To say that I am anxious is an understatement. School starts in less than a week and I have yet to even land an interview. I know God has some awesome plan for my life, but I can't help feeling nervous about this whole job future thing. I know I'm not the financial provider in our family, but at times I feel pathetic, like I don't contribute much to our little family. I know these are all lies I tell myself, but at times its hard to believe anything else. Never in a million years would I ever have thought that it would take this long to get a teaching job or even an interview...I know this is God's way of breaking me. Only when I truly trust in His guidance and will for my life will the answers become so perfectly clear as to what I'm supposed to do. When I think about my future a thousand emotions come to mind: anxious, excited, nervous, impatient, leery, naive, hopeful, etc.
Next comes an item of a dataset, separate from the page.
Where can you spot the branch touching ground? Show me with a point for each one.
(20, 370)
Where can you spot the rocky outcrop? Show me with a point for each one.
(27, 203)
I need to stop focusing on things that I THINK I need (my teaching job) and trust that God is in control. Who knows maybe teaching isn't my thing and God has another career in mind?
Matthew 6:31-34
"Do not be anxious then, saying, 'What shall we eat?' or 'What shall we drink?' or 'With what shall we clothe ourselves?' "For all these things the Gentiles eagerly seek; for your heavenly Father knows that you need all these things. "But seek first His kingdom and His righteousness; and all these things shall be added to you. "Therefore do not be anxious for tomorrow; for tomorrow will care for itself. Each day has enough trouble of its own.